L’UQAM n’a pas encore émis de statistiques sur le taux de réussite au test cette année, mais Isabelle Gauvin assure que le taux de passage des étudiants est très bon. «Ceux qui ont échoué quatre fois se comptent sur les doigts», assure-t-elle. Pourtant, la résolution de la CREPUQ a d’abord été mise sur pied en raison du haut taux d’échec du TECFEE. En 2010, il était de 45% à l’UQAM. Ce facteur n’est cependant pas le seul à avoir influencé la nouvelle résolution. «On voulait accommoder les étudiants et empêcher les drames humains au sein des facultés», déclare le président du comité des affaires académiques au CREPUQ, Bernard Garnier. Celui-ci croit toutefois que les étudiants se limiteront à cinq ou six tentatives puisqu’ils devront débourser pour tous les cours compensatoires imposés et seront retardés d’une demi-année à chaque fois.

«Nous nous sommes demandé pourquoi le nombre maximum de passations était de quatre. Est-ce que la réussite après cinq tentatives démontre une aussi bonne maîtrise du français?» questionne Bernard Garnier. La CREPUQ s’est positionnée dans le même sens, rappelant que l’objectif du test est de maîtriser le français lors de la prise en charge d’un groupe d’élèves.

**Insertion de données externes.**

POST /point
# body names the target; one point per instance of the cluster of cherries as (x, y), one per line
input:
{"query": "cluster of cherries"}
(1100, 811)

Afin de pouvoir s’inscrire plus de quatre fois au TECFEE, les étudiants devront toutefois avoir le feu vert de leur établissement d’enseignement et une preuve des démarches de perfectionnement du français entreprises. «Les cours de mise à niveau et le CARÉ sont très efficaces pour améliorer les résultats scolaires des étudiants», croit le président de l’Association des étudiantes et étudiants de la Faculté des sciences de l’éducation de l’UQAM (ADEESE), Jonathan Giguère.

Évaluation corsée
Malgré la controverse qui entoure le TECFEE, le président de l’ADEESE, Jonathan Giguère, estime qu’il demeure une bonne mesure d’évaluation des compétences linguistiques. «Les étudiants qui se cassent la gueule sont ceux qui pensent passer le test sans préparation. La langue française est complexe, alors il faut inévitablement des efforts et beaucoup de pratique pour réussir l’évaluation», explique-t-il. Mais pour Annie*, qui passera bientôt le test une cinquième fois, le manque de préparation n’est pas le seul facteur qui influe sur les résultats scolaires. «Le stress de me planter à nouveau m’a fait perdre le contrôle lors de la reprise et m’a menée à d’autres échecs», explique-t-elle. Tous conviennent cependant que le taux d’échec n’est pas associé à un enseignement du français lacunaire dans les universités, mais bien à la complexité de la langue.

«La maîtrise du français écrit devient un défi de plus en plus grand, et ce dans toute la francophonie, puisque les étudiants évoluent dans la réforme scolaire et une civilisation de l’oral et des médias sociaux», affirme Bernard Garnier. Il est donc normal pour le président du comité des affaires académiques au CREPUQ que les exigences du test soient élevées afin de préserver une langue française de qualité.